Che l'asse tra antagonisti e sinistra italiana fosse saldo era già sotto gli occhi di tutti. Ma, forse, nessuno pensava che le stesse sigle che mettono le città a ferro e fuoco potessero essere ospiti del Parlamento italiano, il luogo della democrazia per eccellenza. Ebbene, giovedì 19, presso la Camera dei deputati, esattamente nell'aula dei gruppi parlamentari in Via Campo Marzio, andrà in scena una pagina buia del rispetto istituzionale: "Mentre il governo Meloni trascina il Paese nella terza guerra mondiale e nella complicità con gli imperialisti Usa, i sionisti e la Ue, c'è un pezzo di paese che da mesi riempie le piazze, blocca i porti e le stazioni, occupa le scuole, scende in piazza, fronteggia la repressione. E inizia a domandarsi quale futuro bisogna costruire. Agire insieme e pensare insieme. Per un governo che attui la Costituzione", scrivono i Carc. Sembra il manifesto dell'illegalità che verrà presentato in qualche corteo o centro sociale. Ma, purtroppo, leggendo bene la locandina a corredo di quelle frasi, si scorgono i nomi di parlamentari italiani, che ospiteranno una lunga lista di sigle nelle aule istituzionali.
Immancabile la pentastellata Stefania Ascari, che oltre alla simpatia per Mohammad Hannoun, a quanto pare solidarizza anche con certi gruppi extraparlamentari. Ma, stando a quanto viene riportato, ci saranno anche le deputate dei 5 Stelle Valentina Barzotti, Ida Carmina, il collega Dario Carotenuto, Carmen Di Lauro, Antonio Ferrara, Alessandra Maiorino, Marco Pellegrini e Ilaria Cucchi di Avs.

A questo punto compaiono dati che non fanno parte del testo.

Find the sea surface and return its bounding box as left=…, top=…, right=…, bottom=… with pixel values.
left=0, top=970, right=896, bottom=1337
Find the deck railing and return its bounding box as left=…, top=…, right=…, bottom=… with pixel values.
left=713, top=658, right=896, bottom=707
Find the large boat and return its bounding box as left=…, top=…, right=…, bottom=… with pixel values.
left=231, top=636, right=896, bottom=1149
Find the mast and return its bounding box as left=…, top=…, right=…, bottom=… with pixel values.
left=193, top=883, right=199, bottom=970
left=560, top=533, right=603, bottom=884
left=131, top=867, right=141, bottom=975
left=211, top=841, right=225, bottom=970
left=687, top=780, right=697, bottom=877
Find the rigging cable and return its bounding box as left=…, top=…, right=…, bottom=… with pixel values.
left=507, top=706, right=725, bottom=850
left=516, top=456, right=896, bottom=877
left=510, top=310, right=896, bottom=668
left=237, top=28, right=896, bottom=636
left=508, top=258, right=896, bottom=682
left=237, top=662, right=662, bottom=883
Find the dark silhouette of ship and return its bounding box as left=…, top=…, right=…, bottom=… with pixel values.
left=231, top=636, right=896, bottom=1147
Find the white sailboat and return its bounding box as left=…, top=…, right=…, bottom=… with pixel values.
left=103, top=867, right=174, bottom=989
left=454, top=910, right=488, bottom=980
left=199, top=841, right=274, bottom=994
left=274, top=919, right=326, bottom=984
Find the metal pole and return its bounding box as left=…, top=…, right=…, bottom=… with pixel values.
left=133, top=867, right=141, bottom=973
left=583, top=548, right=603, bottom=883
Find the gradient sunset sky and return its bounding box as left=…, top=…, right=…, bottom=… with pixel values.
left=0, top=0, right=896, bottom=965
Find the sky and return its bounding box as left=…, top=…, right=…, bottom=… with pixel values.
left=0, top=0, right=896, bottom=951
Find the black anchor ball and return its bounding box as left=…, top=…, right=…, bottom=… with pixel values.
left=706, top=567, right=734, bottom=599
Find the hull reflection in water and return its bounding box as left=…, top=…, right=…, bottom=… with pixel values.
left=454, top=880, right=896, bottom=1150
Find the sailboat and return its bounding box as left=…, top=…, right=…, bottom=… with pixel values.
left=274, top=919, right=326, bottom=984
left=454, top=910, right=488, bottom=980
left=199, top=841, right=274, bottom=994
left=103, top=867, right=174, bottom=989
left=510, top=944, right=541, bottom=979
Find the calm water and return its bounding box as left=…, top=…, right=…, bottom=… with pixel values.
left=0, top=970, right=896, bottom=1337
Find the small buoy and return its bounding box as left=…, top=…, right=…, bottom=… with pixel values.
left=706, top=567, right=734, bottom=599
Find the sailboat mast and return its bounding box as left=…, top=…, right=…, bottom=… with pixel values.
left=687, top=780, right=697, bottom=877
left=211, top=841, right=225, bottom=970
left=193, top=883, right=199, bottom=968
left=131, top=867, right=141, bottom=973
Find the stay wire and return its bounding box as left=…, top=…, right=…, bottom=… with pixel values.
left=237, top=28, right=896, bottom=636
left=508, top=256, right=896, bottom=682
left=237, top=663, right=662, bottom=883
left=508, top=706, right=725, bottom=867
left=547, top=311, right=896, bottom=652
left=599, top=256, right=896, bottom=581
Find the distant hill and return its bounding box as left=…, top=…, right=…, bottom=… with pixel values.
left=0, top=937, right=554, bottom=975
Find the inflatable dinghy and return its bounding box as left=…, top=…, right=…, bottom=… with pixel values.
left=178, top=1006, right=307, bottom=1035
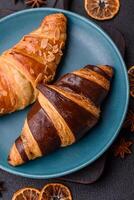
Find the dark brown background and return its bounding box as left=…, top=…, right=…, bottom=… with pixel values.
left=0, top=0, right=134, bottom=200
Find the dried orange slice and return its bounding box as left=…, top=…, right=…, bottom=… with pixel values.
left=85, top=0, right=120, bottom=20
left=12, top=188, right=40, bottom=200
left=39, top=183, right=72, bottom=200
left=128, top=66, right=134, bottom=97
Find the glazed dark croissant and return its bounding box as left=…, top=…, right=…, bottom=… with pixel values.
left=9, top=65, right=113, bottom=166
left=0, top=13, right=67, bottom=115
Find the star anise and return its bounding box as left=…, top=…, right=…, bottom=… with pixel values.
left=25, top=0, right=47, bottom=8
left=114, top=138, right=133, bottom=158
left=123, top=110, right=134, bottom=132
left=128, top=66, right=134, bottom=97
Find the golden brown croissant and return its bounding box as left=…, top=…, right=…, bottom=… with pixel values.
left=9, top=65, right=113, bottom=166
left=0, top=13, right=67, bottom=114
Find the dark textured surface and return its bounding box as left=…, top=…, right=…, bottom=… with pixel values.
left=0, top=0, right=134, bottom=200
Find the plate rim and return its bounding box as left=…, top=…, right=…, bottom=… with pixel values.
left=0, top=8, right=129, bottom=179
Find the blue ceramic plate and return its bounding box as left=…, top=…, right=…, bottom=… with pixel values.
left=0, top=8, right=129, bottom=178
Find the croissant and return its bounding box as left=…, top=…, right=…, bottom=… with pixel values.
left=0, top=13, right=67, bottom=115
left=8, top=65, right=113, bottom=166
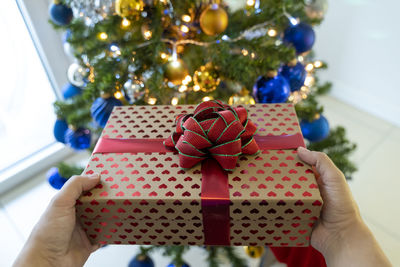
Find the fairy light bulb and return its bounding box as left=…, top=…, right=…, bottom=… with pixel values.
left=121, top=18, right=131, bottom=28
left=314, top=60, right=322, bottom=69
left=147, top=97, right=157, bottom=105
left=171, top=96, right=179, bottom=106
left=160, top=52, right=168, bottom=59
left=306, top=63, right=314, bottom=72
left=181, top=25, right=189, bottom=33
left=267, top=28, right=278, bottom=37
left=304, top=75, right=315, bottom=86
left=114, top=91, right=123, bottom=99
left=182, top=14, right=192, bottom=22
left=98, top=32, right=108, bottom=41
left=202, top=96, right=214, bottom=102
left=178, top=85, right=187, bottom=93
left=246, top=0, right=256, bottom=6
left=143, top=30, right=153, bottom=40
left=185, top=75, right=192, bottom=83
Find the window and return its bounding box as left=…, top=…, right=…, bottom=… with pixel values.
left=0, top=0, right=72, bottom=193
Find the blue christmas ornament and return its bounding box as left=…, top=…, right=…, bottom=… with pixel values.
left=281, top=62, right=307, bottom=92
left=283, top=22, right=315, bottom=54
left=300, top=115, right=329, bottom=142
left=65, top=128, right=91, bottom=150
left=46, top=167, right=68, bottom=190
left=90, top=97, right=122, bottom=128
left=128, top=254, right=154, bottom=267
left=49, top=4, right=73, bottom=26
left=62, top=83, right=82, bottom=99
left=53, top=119, right=68, bottom=144
left=167, top=262, right=190, bottom=267
left=253, top=74, right=290, bottom=103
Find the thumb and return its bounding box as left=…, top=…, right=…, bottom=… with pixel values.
left=53, top=174, right=100, bottom=207
left=297, top=147, right=351, bottom=206
left=297, top=147, right=346, bottom=186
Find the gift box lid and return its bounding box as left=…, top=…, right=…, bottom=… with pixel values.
left=77, top=104, right=322, bottom=221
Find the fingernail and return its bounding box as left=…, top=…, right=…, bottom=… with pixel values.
left=88, top=173, right=99, bottom=179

Dieci esponenti del nostro Parlamento hanno avuto la brillante idea di associarsi a chi, come i Carc e il Nuovo partito comunista, stila le liste di proscrizione dei cosiddetti agenti sionisti. O a chi, sempre i Carc, non riserva proprio dolci epiteti al presidente della Repubblica Sergio Mattarella. Ma la lista degli invitati non si esaurisce certo qui: in prima linea anche Maurizio Acerbo di Rifondazione Comunista, lo stesso che ha organizzato un "tour per dire no al referendum sulla giustizia", il Bds, noto gruppo di boicottaggio, diversi comitati contro guerra e riarmo, i portuali, sindacati di base (Usb, Cub, Sì Cobas). E gruppi notoriamente pacifici come Ultima generazione e persino un centro sociale sulla black list del Viminale, lo Spin Time, che dovrebbe essere prossimo allo sgombero. O professori che difendono a spada tratta i delinquenti di Askatasuna. Poteva mai mancare la componente islamista?
Nella lista figura il capofila del no al referendum, Brahim Baya, che ha elogiato la vita del terrorista Yaya Sinwar, la Global Sumud Flotilla, i Giovani Palestinesi, ovvero coloro che organizzano da anni le piazze con Hannoun, oggi in carcere per essere ritenuto il vertice della cupola di Hamas in Italia. Poi il Cir, la neonata comunità islamica di Roma, la stessa con cui proprio la deputata Ascari ha di recente condiviso un evento presentato da Ben Mohamed Mohamed, imam della moschea di Centocelle. Moschea che fa riferimento al centro culturale Al Huda al cui interno opera Abu Omar, oggi indagato per il reato 270 del codice penale, che punisce chi promuove, organizza o finanzia associazioni con finalità di terrorismo, anche internazionale.
Ma come è stato organizzato l'evento? A darne notizia non sono solo i Carc, ma anche il creator Gabriele Germani che, in un video, spiega che "non sarà la solita conferenza, ma un momento di mobilitazione vera con sindacati, realtà sociali, associazioni e cittadini che vogliono difendere libertà democratiche, diritti e pace.
Si parlerà di censura, repressione, economia di guerra, traffico di armi e solidarietà ai popoli che resistono. Abbiamo a disposizione la sala più grande del Parlamento, 300 posti, l'obiettivo è riempirla tutta e far sentire una voce chiara".
Chi è che li ha reclutati? Che tipo di unione democratica può esserci con chi non rispetta le regole basilari della nostra costituzione o figure come la più alta carica dello Stato? Forse qualcuno ha confuso il Parlamento per il proprio
salone di casa, ma non resta che chiedersi che legittimità abbia un evento del genere. E no, dire che siamo in democrazia non è una buona motivazione, perché parliamo di gruppi che quotidianamente la calpestano e la umiliano.